Adanya perkelahian pelajar, perilaku anak yang durhaka pada orang tua, bentrok antarkelompok, terorisme, korupsi dan perbuatan amoral yang dilakukan oleh orang-orang dewasa bahkan orang-orang terhormat bukanlah bentukan LPAUD, melainkan banyak dipengaruhi oleh lingkungan masyarakat.
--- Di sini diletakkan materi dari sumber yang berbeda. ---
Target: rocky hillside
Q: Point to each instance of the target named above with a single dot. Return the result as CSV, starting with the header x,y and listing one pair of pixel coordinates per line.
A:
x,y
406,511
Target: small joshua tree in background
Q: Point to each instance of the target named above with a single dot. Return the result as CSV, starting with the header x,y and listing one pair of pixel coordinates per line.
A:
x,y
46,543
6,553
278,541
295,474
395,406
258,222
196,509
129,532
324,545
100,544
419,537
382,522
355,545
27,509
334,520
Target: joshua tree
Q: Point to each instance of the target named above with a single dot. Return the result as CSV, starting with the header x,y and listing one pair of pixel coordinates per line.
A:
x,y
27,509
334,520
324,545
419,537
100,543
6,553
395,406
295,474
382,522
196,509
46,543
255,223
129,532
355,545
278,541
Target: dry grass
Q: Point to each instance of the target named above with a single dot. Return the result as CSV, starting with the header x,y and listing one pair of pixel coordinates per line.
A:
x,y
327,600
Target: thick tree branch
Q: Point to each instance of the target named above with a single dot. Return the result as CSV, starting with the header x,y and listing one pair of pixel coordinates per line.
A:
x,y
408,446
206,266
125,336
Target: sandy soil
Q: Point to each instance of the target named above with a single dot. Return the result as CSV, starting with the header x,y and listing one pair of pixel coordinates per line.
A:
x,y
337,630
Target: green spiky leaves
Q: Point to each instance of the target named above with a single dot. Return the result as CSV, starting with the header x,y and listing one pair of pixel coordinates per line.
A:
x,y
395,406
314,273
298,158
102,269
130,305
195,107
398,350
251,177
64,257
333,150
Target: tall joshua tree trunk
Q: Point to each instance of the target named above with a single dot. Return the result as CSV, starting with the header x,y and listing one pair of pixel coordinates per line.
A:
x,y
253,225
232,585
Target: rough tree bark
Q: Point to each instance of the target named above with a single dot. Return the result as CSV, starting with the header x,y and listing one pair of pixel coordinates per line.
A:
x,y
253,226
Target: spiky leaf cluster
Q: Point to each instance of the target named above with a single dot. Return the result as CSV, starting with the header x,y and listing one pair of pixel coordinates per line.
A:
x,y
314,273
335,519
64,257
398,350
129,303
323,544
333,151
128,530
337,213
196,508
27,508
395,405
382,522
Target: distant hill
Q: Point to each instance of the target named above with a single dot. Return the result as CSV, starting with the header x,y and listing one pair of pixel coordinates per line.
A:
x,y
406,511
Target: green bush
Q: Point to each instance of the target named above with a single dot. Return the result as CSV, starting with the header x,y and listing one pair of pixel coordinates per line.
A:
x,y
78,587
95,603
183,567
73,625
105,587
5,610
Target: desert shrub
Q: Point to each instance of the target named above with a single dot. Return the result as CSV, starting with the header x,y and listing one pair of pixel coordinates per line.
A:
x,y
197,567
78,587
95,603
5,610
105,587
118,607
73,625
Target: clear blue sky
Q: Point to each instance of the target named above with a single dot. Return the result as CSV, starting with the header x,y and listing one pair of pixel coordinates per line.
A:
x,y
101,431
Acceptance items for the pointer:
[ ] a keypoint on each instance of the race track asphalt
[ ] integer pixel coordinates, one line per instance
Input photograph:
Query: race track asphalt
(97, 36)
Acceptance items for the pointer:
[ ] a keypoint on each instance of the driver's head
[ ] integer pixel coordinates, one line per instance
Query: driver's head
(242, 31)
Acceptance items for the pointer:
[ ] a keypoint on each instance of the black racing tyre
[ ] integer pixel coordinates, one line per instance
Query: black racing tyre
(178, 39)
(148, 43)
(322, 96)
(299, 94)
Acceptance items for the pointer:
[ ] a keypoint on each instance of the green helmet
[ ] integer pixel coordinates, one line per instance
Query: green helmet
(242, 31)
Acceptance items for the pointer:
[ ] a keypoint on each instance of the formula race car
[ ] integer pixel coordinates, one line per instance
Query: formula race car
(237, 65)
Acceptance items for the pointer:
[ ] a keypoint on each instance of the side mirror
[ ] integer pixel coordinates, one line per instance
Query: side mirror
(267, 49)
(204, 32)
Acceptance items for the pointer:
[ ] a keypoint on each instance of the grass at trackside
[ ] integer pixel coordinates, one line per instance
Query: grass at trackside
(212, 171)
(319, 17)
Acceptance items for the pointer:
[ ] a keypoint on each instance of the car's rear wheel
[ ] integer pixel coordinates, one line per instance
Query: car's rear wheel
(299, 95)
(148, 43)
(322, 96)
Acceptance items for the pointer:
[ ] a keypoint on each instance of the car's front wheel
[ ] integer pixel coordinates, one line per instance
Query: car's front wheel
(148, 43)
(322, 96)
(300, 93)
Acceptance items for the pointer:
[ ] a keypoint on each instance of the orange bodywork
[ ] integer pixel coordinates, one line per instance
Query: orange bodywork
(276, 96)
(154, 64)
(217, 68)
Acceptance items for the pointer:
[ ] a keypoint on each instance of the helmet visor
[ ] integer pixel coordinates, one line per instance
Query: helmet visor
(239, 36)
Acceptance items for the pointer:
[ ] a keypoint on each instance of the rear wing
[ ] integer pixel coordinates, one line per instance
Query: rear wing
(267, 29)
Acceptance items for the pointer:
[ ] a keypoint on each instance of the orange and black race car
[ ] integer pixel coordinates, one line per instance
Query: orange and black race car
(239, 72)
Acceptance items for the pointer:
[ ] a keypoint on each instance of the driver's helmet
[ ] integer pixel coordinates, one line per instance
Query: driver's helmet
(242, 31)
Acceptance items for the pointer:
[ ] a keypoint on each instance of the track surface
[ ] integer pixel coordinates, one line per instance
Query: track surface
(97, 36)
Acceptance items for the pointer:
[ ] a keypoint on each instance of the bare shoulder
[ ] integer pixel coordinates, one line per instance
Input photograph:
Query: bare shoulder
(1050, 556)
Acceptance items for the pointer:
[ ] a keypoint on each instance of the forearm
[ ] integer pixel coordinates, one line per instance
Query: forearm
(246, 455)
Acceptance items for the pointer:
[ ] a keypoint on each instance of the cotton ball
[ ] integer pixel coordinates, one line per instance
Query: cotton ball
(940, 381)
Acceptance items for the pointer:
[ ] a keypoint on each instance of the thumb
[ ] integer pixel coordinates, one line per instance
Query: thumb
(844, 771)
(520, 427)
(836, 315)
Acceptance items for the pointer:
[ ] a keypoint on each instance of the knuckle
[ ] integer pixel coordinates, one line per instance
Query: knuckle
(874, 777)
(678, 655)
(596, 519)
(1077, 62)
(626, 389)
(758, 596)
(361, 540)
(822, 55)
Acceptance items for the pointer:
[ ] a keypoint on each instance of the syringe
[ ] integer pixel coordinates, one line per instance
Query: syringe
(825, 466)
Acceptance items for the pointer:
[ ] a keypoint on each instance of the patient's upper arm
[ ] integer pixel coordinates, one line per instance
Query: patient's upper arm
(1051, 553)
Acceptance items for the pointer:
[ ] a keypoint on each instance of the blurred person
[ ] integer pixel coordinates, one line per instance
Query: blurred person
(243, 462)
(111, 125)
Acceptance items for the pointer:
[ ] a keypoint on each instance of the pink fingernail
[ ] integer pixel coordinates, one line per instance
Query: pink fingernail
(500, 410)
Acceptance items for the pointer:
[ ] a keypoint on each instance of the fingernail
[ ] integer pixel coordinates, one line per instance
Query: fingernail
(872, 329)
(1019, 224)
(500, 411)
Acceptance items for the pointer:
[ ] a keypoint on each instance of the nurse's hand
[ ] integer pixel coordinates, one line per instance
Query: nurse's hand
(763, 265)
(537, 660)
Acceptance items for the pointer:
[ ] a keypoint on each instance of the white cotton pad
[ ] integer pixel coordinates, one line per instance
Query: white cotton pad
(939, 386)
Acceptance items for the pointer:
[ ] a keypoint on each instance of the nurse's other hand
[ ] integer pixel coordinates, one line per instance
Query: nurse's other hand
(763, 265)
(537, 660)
Kesimpulannya, dengan berbagai uraian yang telah dikemukakan di atas, sepertinya sangatlah tidak bijaksana bila kita hanya memvonis LPAUD sebagai sesuatu yang menyebabkan “hancurnya simpul keluarga”.
Imperialisme
Jika dilihat dari sisi banyaknya LPAUD yang dimiliki dan dikelola oleh masyarakat di mana hampir seluruhnya berbasis pada keagamaan, maka rasanya tidaklah beralasan bila kita ketakutan akan adanya penyusupan paham aliran-aliran tertentu di LPAUD. Banyak sekali simpul yang akan menjadi filter dan benteng terhadap penyusupan dalam bentuk apapun dan dari negara manapun seperti halnya berbagai undang-undang, peraturan pemerintah, kebijakan-kebijakan yang harus diikuti oleh seluruh LPAUD di samping penyertaan tatanan budaya Indonesia, norma sosial dan keagamaan dalam penyusunan kurikulum PAUD.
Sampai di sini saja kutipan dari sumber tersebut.